Yeah, he remembered that goddamned smell all right. He had never forgotten it; and it was with him again.

Louis backed further away. He could still hear the swish of whatever it was trailing back and forth behind the stranger. A length of rope? For what? To tie him up?

“You can stop backing away, Mr. DeVille,” the stranger said, but that was the last thing Louis was going to do. “I’m here to help.”

Two steps more, Louis backed into the wall. Though difficult to feel anything through the bandages, he ran his hand over it for a door handle or window ledge. Even still, he could tell that the wall was rough with indented shallows and knobby bumps, as if a pickaxe had gouged the entire face out of rock. That was a goddamn surprise. He thought he was on the upper level of the hospital, where most ITU departments seemed to be located. Except now it seemed he was somewhere underground, in a tunnel or something. Most probably down in the basement with the emergency generators and laundry rooms. Which explained why the room was so goddamn stifling. When had it got so goddamn hot and steamy? It was a goddamn sauna.

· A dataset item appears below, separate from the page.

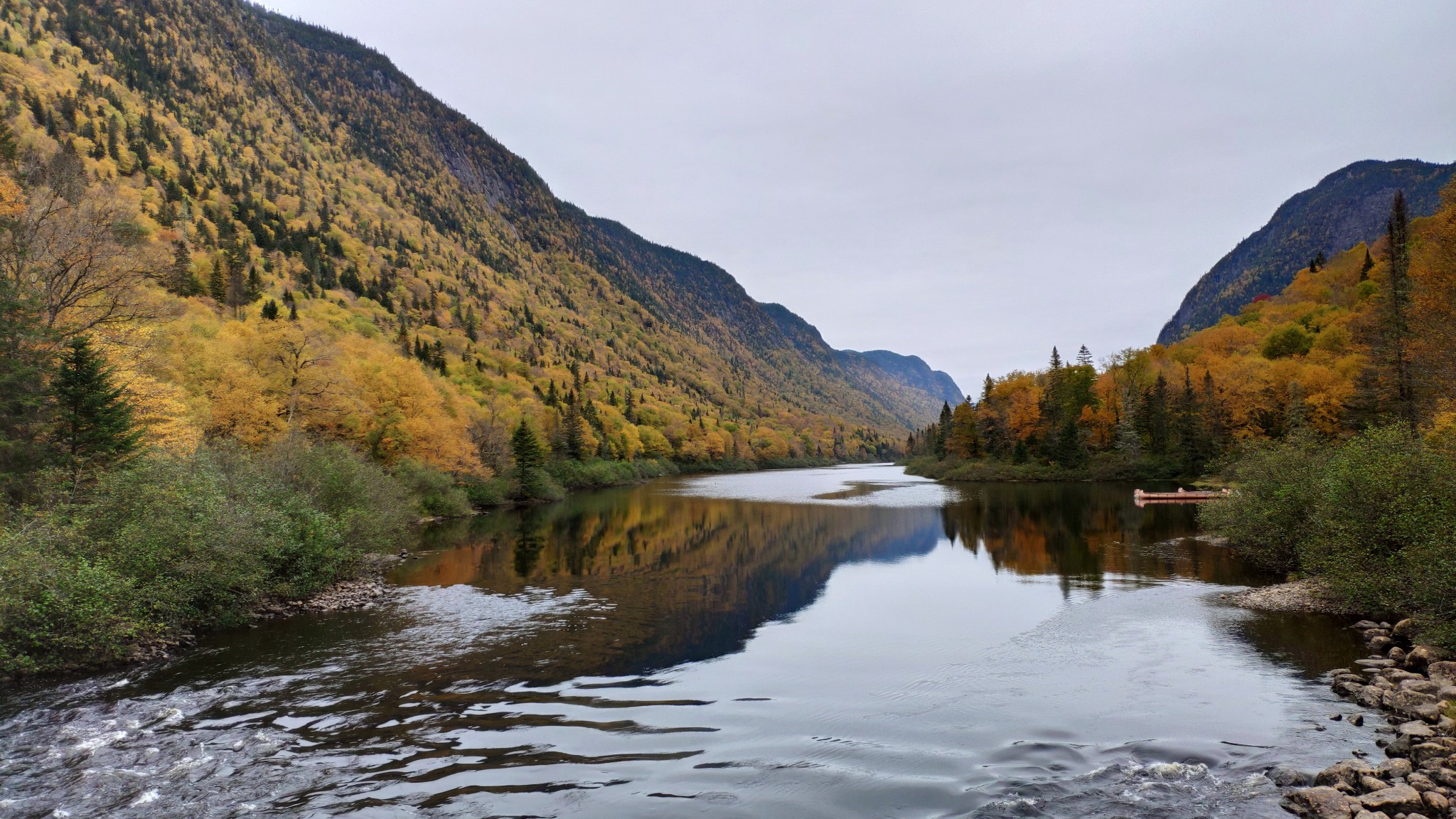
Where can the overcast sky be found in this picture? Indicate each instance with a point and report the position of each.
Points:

He kept running his bandaged hand over the rocky wall. The stranger scuffled closer. “I want my lawyer,” Louis said. He had never wished to see that Jew-boy Epstein as much as now. “I know my rights.”

The stranger sniggered, scuffling closer still. “You’ll get a lawyer in due course.” Louis figured the gap between them was no more than two or three arm-lengths now. “As for your rights,” and he paused, sniggering, “you have as much as what The Boss allows you to have.”

Louis pressed himself to the wall. He felt his body break out in sweat beneath the bandages. The stranger was now right in his face, yet he still couldn’t see him. Where was that goddamn Jew-boy when he needed him? Where was Sarah? Goddamn it, where was any of his employees? The stranger sniggered and a stench of rotting flesh wafted past his nostrils, a stench so goddamned vile it made him gag and his head start to spin.

“I’ve waited a long time for this, Mr. DeVille,” the stranger said. “Your ass is mine!”

Louis felt the stranger grab him on the shoulder and then a sudden sting in the neck. He squealed, a pathetic noise that sounded alien and far away. Worse, as if he had just been injected with some hypnotic drug, he felt his head beginning to spin. It was happening again. His knees crumpled beneath him, then his ears blocked up and he was suddenly deaf as well as blind. He could still smell, though. That god-awful reek was worse than anything. It was everywhere, totally overwhelming his senses (Horseshit, DeVille, you stink of goddamn horseshit!).

Powerless, he slid down the wall and collapsed in an unconscious heap at the feet of the stranger.